Si la stabilité du line-up n’est pas le fort de The Tea Club (basse, claviers et batterie sont des nouveaux venus), celle des compositions est assurée par les frères McGowan aux commandes depuis l’origine. Encore que stabilité ne soit peut-être pas le terme le mieux approprié, chaque album évoluant par rapport à son prédécesseur tout en conservant une certaine continuité.

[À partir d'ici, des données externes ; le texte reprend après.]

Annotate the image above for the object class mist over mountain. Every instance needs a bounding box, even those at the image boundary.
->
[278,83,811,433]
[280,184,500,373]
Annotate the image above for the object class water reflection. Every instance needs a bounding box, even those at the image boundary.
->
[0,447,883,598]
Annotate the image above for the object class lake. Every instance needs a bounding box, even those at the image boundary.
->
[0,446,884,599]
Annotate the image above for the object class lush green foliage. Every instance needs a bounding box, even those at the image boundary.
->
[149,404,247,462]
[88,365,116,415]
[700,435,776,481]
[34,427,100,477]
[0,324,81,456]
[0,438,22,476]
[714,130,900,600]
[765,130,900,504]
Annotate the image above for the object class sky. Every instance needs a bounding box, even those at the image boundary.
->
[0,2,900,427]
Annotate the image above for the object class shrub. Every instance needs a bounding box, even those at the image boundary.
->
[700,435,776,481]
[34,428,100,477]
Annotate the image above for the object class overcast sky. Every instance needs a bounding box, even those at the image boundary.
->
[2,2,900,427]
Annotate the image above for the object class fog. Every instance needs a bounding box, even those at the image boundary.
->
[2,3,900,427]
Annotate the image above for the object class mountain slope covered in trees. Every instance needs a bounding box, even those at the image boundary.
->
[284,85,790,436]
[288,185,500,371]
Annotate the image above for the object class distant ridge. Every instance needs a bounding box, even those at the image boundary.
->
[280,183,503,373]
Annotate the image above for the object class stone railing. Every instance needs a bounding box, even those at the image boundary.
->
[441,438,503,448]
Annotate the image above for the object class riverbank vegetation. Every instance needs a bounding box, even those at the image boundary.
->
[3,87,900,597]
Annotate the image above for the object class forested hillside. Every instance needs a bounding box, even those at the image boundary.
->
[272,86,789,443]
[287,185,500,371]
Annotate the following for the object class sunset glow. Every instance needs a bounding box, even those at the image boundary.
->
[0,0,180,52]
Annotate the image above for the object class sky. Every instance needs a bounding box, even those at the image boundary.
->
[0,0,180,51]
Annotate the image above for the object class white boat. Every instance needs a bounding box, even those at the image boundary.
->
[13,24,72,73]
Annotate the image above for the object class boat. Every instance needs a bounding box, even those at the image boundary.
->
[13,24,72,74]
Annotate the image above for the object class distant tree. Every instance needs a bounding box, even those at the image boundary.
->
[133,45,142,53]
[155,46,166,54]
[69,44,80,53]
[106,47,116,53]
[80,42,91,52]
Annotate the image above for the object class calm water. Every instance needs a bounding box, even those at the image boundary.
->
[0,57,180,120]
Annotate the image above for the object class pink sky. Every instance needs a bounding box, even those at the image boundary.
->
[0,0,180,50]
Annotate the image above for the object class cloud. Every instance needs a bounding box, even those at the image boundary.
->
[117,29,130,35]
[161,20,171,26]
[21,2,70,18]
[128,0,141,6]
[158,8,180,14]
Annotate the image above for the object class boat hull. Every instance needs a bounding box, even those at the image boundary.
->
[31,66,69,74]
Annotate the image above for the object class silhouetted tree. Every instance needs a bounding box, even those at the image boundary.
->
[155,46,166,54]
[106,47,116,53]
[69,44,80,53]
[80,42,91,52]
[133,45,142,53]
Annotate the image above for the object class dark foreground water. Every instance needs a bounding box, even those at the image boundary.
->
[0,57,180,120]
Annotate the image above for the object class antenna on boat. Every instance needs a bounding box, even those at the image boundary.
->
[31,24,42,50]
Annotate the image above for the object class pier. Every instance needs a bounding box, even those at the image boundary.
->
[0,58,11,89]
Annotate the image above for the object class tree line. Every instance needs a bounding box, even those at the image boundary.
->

"Grappling" reprend donc là où "Quickly, Quickly, Quickly" nous avait laissés. Le groupe n’ayant rien perdu de ses bonnes habitudes nous immerge dans son rock aussi inventif que barré, mélange réjouissant d’airs mélodieux et de saillies surprenantes. La linéarité est un mot désormais banni du vocabulaire des frères McGowan qui multiplient les changements de thèmes, les variations de tempos, les sautes d’intensité tout en conservant une ligne directrice à leurs morceaux, ne tombant jamais dans le piège de l’effet pour l’effet, chaque trouvaille s’imbriquant dans l’ensemble pour créer un surcroît d’émotion.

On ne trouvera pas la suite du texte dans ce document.